At the moment I have 5 servers running where 3 of them make my main PVE cluster, one Single Board Computer that is monitoring all of my essential services as well as physical hosts, and my edge router which runs OPNsense, although I plan to migrate to VyOS as it is based on Debian and has better drivers for mellanox NICs.
From top to bottom I have:
- Three ISR4331 and two 3750-X for CCNA and CCNP
- A 48-port 3750-X (hidden under ISR4331) and a N9K-C93180LC-EX that is my TOR switch.
- An R420 for testing
- An R430 that runs my OPNsense firewall. It handles all of my WG and S2S VPNs
- Then I have a R630, a R720 and a R740 with a MD1200 connected. Together they form my PVE cluster
- Under these I have a R720 that previously ran TrueNAS but is now decommissioned.
- Lastly I have a 4U case with a PC inside and a R620 that is looking for a new home.
I also have a NEC OPS SBC that is monitoring all of my networks core functionalities.
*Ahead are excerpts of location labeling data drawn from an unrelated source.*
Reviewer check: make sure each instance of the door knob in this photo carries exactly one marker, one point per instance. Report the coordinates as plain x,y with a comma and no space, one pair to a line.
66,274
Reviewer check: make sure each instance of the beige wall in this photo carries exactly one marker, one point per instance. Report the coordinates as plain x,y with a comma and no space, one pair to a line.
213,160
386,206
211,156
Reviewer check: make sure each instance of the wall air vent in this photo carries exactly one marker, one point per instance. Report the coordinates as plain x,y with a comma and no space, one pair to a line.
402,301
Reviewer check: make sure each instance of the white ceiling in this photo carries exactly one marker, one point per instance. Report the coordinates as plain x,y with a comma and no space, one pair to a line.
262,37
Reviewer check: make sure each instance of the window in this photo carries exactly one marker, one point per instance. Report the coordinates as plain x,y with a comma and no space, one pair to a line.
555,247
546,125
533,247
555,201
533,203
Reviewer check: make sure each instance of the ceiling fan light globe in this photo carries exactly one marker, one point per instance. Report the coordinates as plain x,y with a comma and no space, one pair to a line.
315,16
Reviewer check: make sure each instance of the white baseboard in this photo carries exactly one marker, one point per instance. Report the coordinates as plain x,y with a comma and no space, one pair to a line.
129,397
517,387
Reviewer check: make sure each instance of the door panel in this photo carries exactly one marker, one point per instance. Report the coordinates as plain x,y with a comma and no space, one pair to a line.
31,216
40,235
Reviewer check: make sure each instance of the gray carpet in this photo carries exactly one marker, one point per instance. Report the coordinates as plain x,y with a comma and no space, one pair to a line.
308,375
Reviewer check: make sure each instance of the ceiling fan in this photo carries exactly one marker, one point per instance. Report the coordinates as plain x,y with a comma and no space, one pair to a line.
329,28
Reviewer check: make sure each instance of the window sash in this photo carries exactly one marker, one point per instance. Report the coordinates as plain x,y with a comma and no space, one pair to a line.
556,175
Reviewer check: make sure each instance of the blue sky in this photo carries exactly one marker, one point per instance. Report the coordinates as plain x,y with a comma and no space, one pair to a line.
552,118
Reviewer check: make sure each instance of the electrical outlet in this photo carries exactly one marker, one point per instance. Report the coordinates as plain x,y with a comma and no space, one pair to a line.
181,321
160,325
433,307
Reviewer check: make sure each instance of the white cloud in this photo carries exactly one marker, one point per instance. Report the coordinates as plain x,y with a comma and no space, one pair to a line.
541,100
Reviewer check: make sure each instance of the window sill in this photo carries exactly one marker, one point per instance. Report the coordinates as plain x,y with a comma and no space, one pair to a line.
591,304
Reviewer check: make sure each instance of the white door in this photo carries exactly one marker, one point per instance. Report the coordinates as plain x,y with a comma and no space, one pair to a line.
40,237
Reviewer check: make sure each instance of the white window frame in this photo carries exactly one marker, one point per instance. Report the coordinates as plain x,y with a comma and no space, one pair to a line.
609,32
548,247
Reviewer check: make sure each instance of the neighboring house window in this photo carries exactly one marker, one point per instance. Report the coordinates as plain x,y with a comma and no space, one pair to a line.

It monitors my hosts, different temperatures using my custom API, my sitches and routers via SNMP and more.
It is on a independent power rail with a custom UPS using 18650 cells. It has redundant network links; a wireless one and a wired one so in case I my home network goes down I can still get notifications using a separate 4G Access Point that additionally runs on its own custom UPS that uses 18650 cells.
My Top-of-The-Rack switch is/will be a Nexus N9K-C93180LC-EX. I’ve choose this particular one because it has multiple 40Gb/s ports and even four 100Gb/s ports.
It is also my “route” reflector for my MP-BGP. It connects to all my routers via OSPF so that I have full network coverage/connectivity.
I’m in the process of testing VTEPs on Proxmox as normally it doesn’t see virtual bridges with VNI interfaces connected to them, thus these virtual bridges can’t be assigned to VMs.
There is also a somewhat new addition in form of a Dell Optiplex 5050 that has been repurposed as a switch supporting VXLAN MP-BGP EVPN. I did this because I did not had any other hardware supporting this control plane+data plane combo and other solutions like Nexus switches are too expensive for a student to buy every 2 months.
The software side of my homelab is, in my opinion, even more interesting.
I have one production kubernetes cluster consisting of 3 servers and 6 agents for HA, one staging cluster (1 server/3 agents) for testing new thing, Gateway API at the moment to be precise, and an offsite production cluster (1 server/3 agents). The latter one is used for serving my other domain.
Another mention-worthy software element is distributed MariaDB using Galera with HaProxy as the load balancer. LB’s are also highly available as there are 3 replicas running KeepAliveD with a script checking if HaProxy is healthy.
Additionally I also use Patroni to have highly available PostgreSQL database for Matrix-synapse, Gatus and a few other services.
I also have Proxmox Backup Server running and pushing/pulling the backups to a remote PBS offsite.
Other services worth mentioning that I use on the daily basis that are hosted on Virtual Machines instead of containers are Immich (Google Images alternative), Mailcow (own mail server), Active Directory (management of family users and printers), Seafile for my and my family (OneDrive alternative) and Wazuh (Windows vulnerability monitoring)
On my production “MU3S” kubernetes cluster I have stateless Unbound deployment as my authoritive DNS server scaled to >=5, Vaultwarden (password manager), Bookstack (documentation), paperless-ngx (document organizer), Navidrome (own Spotify), custom-written API server for handling events from sensors around my house via WiFi, servers and SNMP. I also have more services running but the abovementioned ones are the most important for me.
My second production “FUMOS” cluster is very similar when it comes to running services to my first production cluster. The biggest difference is that I often use this cluster as a semi-testbed when my workloads work on my staging cluster.
Lastly my staging “T300” cluster. I use it to test new service-breaking changes and also new services. As of now I am experimenting with Gateway API instead of IngressController.